As members of the Stanford community, we have an obligation to it that extends beyond singing its praises after a football victory: we must discuss and actively work to solve its problems. Our student government is incredibly inefficient yet is barely discussed on campus beyond election season. Stanford’s serious mental health issues continue to remain stigmatized, lurking under the surface but never quite entering campus discourse. Stanford students will become leaders of many industries yet there is a serious lack of discussion about national and state policies beyond a subset of the student body. After attending Stanford for two years, I have seen countless ASSU candidates promise to work on these issues and then, nada. Zero. Nothing. Some may think it is time to give up on the ASSU, but I disagree. And so does Anthony Ghosn. I have had the pleasure of working closely with Anthony this year, and I am confident that as an ASSU Senator, he will work very hard to address Stanford’s serious problems.
The Stanford Review holds its meetings every Tuesday and at these meetings, we discuss critical campus issues such as special fees. Anthony does not shy away from sharing his own views, even if they are unpopular in the room. He is incredibly perceptive about campus issues and frequently points out nuances the rest of us may have missed. When Anthony told me he wanted to discuss his platform, I assumed his ideas would be incredibly well thought out and I was right. First, Anthony described in detail how he plans to improve coordination among student groups using his Senate position as leverage. For example, there are several student-run campus publications with a variety of viewpoints. Anthony plans to bring these and other groups together to discuss key campus issues expose the student body to perspectives that are not normally seen at Stanford. Anthony also plans to focus on mental health issues and a political union, an arena where students can come together and debate key issues.
Many candidates have well thought out ideas yet Anthony has the ability to see them through. During every meeting, Anthony is often the first to discuss practical issues of implementation and outreach. When describing his platform to me, Anthony was careful to point out how he would execute his plans and, even more importantly, his plans are plausible given Stanford’s current realities. If elected, Anthony will work tirelessly with his fellow Senators to develop ideas and see them through.

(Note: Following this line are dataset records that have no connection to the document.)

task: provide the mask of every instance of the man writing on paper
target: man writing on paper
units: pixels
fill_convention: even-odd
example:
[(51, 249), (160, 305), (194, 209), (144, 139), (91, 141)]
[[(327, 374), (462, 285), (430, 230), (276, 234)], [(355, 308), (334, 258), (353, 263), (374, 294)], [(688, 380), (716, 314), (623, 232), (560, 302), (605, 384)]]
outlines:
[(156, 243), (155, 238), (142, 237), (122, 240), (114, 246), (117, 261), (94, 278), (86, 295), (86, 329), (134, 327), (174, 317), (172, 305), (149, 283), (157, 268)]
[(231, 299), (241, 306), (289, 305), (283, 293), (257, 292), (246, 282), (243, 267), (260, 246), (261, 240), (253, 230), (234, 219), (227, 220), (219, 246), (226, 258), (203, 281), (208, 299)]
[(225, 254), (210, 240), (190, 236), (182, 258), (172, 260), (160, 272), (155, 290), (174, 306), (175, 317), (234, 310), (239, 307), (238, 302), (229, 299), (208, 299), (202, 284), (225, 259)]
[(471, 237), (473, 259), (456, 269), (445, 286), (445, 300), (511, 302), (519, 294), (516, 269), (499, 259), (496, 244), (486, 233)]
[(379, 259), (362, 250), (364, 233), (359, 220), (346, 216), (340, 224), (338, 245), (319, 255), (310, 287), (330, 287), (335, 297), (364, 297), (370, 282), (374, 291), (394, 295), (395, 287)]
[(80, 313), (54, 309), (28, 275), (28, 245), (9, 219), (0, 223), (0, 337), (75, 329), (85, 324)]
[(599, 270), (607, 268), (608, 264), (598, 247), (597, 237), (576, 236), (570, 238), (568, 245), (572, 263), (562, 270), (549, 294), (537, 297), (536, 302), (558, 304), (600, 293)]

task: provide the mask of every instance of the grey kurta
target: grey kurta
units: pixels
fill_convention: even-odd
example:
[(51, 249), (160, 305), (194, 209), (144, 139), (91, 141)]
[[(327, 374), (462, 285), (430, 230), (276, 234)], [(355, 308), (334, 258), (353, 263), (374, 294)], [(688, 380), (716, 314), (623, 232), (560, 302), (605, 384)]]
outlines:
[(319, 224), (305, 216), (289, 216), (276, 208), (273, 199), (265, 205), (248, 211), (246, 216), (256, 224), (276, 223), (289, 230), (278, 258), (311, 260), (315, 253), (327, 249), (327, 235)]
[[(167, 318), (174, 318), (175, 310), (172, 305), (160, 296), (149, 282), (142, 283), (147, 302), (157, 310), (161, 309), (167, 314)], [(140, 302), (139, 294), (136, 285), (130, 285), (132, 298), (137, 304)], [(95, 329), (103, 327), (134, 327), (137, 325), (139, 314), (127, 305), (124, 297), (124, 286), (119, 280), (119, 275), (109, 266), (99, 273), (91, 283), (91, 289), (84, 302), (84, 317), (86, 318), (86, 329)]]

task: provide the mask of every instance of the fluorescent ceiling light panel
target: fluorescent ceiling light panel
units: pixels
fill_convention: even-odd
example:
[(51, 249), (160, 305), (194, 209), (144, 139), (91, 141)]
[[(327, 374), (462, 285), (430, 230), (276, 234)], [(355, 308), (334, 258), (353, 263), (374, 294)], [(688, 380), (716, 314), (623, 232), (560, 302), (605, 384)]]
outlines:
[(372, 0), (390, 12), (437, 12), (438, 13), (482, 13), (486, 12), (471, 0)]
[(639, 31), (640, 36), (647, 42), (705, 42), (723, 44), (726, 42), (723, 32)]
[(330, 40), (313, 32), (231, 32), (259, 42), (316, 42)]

You will have the chance to vote on several candidates for ASSU Senate in the coming weeks. As you log on to the website and consider who to vote for, take a moment to consider voting for Anthony. Take a moment to consider voting for someone who will work hard to help Stanford honestly address its problems. Take a moment to consider voting for someone who is not afraid to voice his opinions, no matter how many feathers he ruffles. After you have gone through each and every candidate, vote for someone who will work to transform the ASSU into a robust organization that will truly represent the student body. Let’s add another reason to hail Stanford after every football game by putting Anthony Ghosn in the Senate.